4th November: By appointment, PV: 6-8pm
5th - 8th November: 11-6pm
9th November: 11-4pm
 

Phantoms

The subjects in Michael Taylor’s work are beginning to disappear. While still distinguishable as the mannered people and palms that have become a shorthand for the artist, they are, increasingly, fleetingly articulated. Flat, lanky lines trip their way up towards a clutch of smudges to signal palm trees. The horizon is a few long, even strokes. Sections are scribbled over with paint, flattening the momentary illusion created by the soft fade of a sun rising or setting. A flurry of red and blue marks are the collar on a shirt made green by a loose, live mixing of pigment. A jawline is a single stripe. These quick, minimal gestures are characteristic of Taylor’s way of painting like drawing. They demonstrate a thoughtful and sure hand, but also reveal the intention to picture something unfixed. 

Phantoms is a collection of paired portraits and landscapes that describe ‘a condition of something being there, but not fully graspable’, in Taylor’s words. ‘I think of these portraits as partial views–not just of people, but of feeling, of memory, of encounter’, he writes. 
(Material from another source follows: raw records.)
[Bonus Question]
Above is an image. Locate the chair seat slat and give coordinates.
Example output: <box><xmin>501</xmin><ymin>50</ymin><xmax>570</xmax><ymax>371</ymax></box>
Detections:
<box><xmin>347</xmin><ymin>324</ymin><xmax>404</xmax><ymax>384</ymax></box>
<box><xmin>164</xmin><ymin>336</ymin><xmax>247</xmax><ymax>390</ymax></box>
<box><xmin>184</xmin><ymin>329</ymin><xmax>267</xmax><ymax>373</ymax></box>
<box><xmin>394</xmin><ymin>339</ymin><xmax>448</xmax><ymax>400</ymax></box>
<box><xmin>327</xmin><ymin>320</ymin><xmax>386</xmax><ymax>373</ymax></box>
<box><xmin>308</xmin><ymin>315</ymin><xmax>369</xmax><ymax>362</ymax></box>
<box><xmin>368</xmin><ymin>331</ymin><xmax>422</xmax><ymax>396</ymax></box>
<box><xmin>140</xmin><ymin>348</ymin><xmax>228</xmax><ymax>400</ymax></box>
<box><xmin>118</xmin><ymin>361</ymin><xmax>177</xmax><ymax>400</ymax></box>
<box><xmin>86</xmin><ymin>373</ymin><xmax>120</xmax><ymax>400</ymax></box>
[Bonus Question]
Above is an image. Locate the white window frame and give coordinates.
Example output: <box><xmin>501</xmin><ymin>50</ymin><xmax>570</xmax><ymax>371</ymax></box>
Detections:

The portraits are composed like headshots of a cast of young men. Their characters are hinted at through a splodged eyebrow or a sloping shoulder, but eschew definition. Your Grace has excellent posture, an expensive education and possibly the same name as his father and grandfather. With his shifty, fragile outlines, The Colleague is everybody’s friend but nobody’s ally. Their features, modelled with great care and wit, float on a washy backdrop as if they could just as easily be replaced with another set of features. ‘Each portrait says something different about visibility, intimacy, and being looked at—but they all seem to hold a kind of phantom quality, a presence that might disappear if you blink’, according to Taylor.
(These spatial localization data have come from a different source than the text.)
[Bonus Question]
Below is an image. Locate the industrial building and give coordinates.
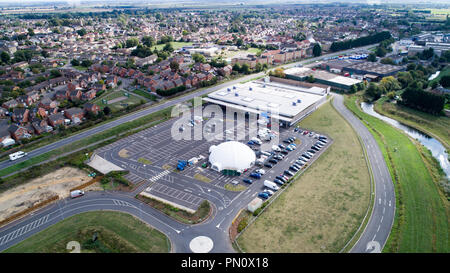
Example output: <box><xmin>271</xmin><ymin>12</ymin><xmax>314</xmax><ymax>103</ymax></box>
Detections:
<box><xmin>284</xmin><ymin>67</ymin><xmax>362</xmax><ymax>90</ymax></box>
<box><xmin>203</xmin><ymin>79</ymin><xmax>327</xmax><ymax>127</ymax></box>
<box><xmin>342</xmin><ymin>61</ymin><xmax>405</xmax><ymax>78</ymax></box>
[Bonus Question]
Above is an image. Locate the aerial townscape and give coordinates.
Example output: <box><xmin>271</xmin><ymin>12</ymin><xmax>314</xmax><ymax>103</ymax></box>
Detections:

His titles are tonal, without foreclosing meaning. Blissfully Unaware points to something outside of the frame, gaps in the story.  The Striped Fandango directs the eye to a palm where the paint has been dragged downwards in a moment of stripey melodrama. This interrups the reading of the work by offering a glimpse of its making. It has a similar effect to the patent 'erasures' in other landscapes. They are reminders that illusion is beside the point, or, maybe, of the storied constructions that shape the act of looking. Palms, shadows and reflections sit on top of the gradient of the sky much like the features in the portraits. The transient quality of a shadow or reflection on water, light touching a lower lip, are foremost in these works. they put forward 'a condition: of looking, remembering, sensing' says Taylor. The figurative rendering of a person or palm is a tool in service of this end, on the verge of becoming an afterthought.